A new nonsurgical treatment may help reduce pain and improve function in patients with adhesive capsulitis, also known as “frozen shoulder,” according to research presented during a virtual session of the Society of Interventional Radiology’s 2020 Annual Scientific Meeting on June 13th.

Frozen shoulder is most common in people in their 50s and 60s, and women are more often affected than men. A frozen shoulder often happens due to a shoulder injury (such as a rotator cuff tear), a bone fracture involving the shoulder, or shoulder surgery. It can also occur after people have other types of surgery, such as heart or brain surgery.

Frozen shoulder gradually causes significant pain and stiffness of the shoulder joint in an estimated 200,000 people in the US each year. The symptoms are often treated with physical therapy or pain medications until they resolve within one to three years.

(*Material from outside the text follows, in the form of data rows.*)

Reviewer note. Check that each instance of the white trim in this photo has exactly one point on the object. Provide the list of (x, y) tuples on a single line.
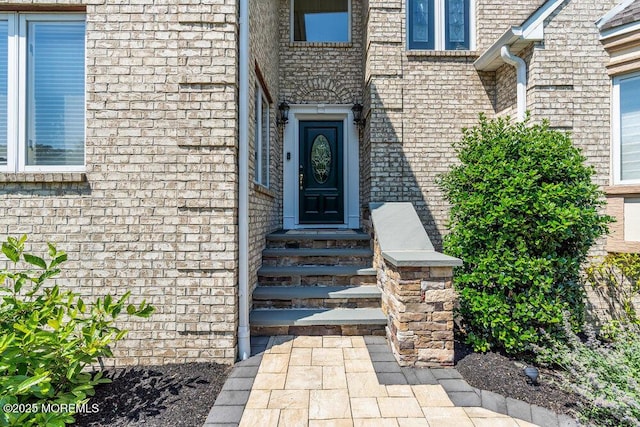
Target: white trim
[(613, 12), (349, 25), (616, 155), (621, 30), (12, 98), (530, 31), (351, 163), (439, 42), (17, 91)]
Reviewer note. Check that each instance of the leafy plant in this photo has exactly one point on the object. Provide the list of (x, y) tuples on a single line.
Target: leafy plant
[(48, 336), (605, 376), (617, 280), (524, 214)]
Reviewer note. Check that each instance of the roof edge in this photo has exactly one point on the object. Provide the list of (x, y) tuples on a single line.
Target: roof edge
[(530, 31), (618, 31), (613, 12)]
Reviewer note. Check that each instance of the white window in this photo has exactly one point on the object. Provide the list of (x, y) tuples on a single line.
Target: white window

In this Phase II FDA-approved Investigational Device Exemption clinical trial on arterial embolization of the shoulder (AES), interventional radiologists inserted a catheter through a pinhole-sized incision in patients’ wrists used to feed microsphere particles into as many as six arteries in the shoulder to reduce inflammation. The treatment was conducted on an outpatient basis and took approximately one hour. In addition, each patient’s pain, disability, and blood flow in the shoulder was measured before and after the treatment using three scales, in addition to MRI imaging, to visualize the shoulder joint.

The treatment was completed in 16 patients whose symptoms had not responded to conservative treatment over 30 days. Minor adverse events, such as temporary skin discoloration, were reported in nine patients. One month later, researchers followed the progress of 11 patients and found that pain significantly decreased after AES (-57 mm on the Visual Analog Scale) and improved physical function in all patients (+28 mm on the Single Assessment Numeric Evaluation and +30 mm on the American Shoulder and Elbow Surgeons Shoulder Score). Additional progress was reported at the three-month follow-up.

The research was conducted as a collaboration between interventional radiology and orthopedic surgery to build on international studies of the procedure by adapting the treatment design and embolic agent to be more durable.